The Saturday after, Hal went to confession at a church he’d never been to before. He picked one far from home and well attended, so that the priest wouldn’t know him or any other Lancaster. He would be dealt with efficiently, given his penance and absolved and blessed and sent away. Henry would have considered this dishonest, but Hal believed that who your confessor was, and how long he spent with you, was not any of God’s concern. He hoped also that God would understand why he had to lie a little bit, just by omission or misrepresentation. This was a lesson he had learned early on. After the first few times, after several confessions had come and gone without him mentioning it, Hal told the truth to his school chaplain during the once-per-term mandatory confession. The chaplain had told him that he was being hurt, and that he should tell someone else, his housemaster or the school nurse. Hal was fourteen and disgusted to his very core: he had gone to be given penance, not to be told he hadn’t sinned in the first place. He had let it happen, he had kept letting it happen, he had felt pleasure. When he was twelve, before it started, he had gone to Father Dyer to confess before Easter and said he’d been thinking impurely of men, and Father Dyer had made him pray a whole rosary.
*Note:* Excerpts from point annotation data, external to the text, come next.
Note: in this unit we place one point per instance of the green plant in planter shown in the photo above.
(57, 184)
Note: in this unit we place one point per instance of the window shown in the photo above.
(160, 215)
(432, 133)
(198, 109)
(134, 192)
This time he went to a church in Richmond. Making his way down the District line, he kept thinking: Highbury bore me. Richmond and Kew undid me. Wasn’t Eliot an Anglo-Catholic? Ugh! It did occur to Hal that if he weren’t a Catholic he wouldn’t be spending his Saturday going to Richmond, but he believed in the one true Church, like his father, like his father’s father and all the fathers before him, all the way back to when the Viking invaders of Normandy gave up paganism. Hal wondered what the first Christian in the direct line would think of him: this effete, unscarred boy, kneeling before a wooden screen and making the sign of the cross.

It had been some weeks since his last confession, and he had all the usual sins to cover: drinking, drugs, sexual fantasies, masturbation, lies, gossip, snobbery, a lack of charity toward the poor and vulnerable, failure to attend Mass, disobedience toward authority, a refusal to forgive the wrongs done against him even as he did wrong against others and expected to be forgiven. Appended to such a list, the confession that he had engaged in a sexual act with a man who was “like his father” must have been unsurprising. So it was a little bit of a lie, but it was also more true, in its way, than it would have been if he’d said it was, actually, his father. Fathers were just imitations of God, imperfect likenesses, like Aretha Franklin was like a natural woman, like Madonna was like a virgin. And Hal was sorry: that was true. The priest gave him five Hail Marys and five Our Fathers, and Hal said the usual: “O my God, I am heartily sorry for having offended Thee, and I detest all my sins because of Thy just punishments, but most of all because they offend Thee, my God, who art all good and deserving of all my love.”

The afternoon was overcast, but fairly warm and not yet raining. Hal walked through Richmond Park. He bought a ninety-nine from a van with a queue longer than the one for confession—state of the world, eh?—and watched the deer, who seemed, today, restless and disinclined to laze. There were a few new fawns keeping close to their mothers, small enough still that their heads barely peeked above the tall grasses, and Hal thought of how many fawns, freshly birthed, must have been hidden in the brush, waiting to be led out into the frightening, incomprehensible world.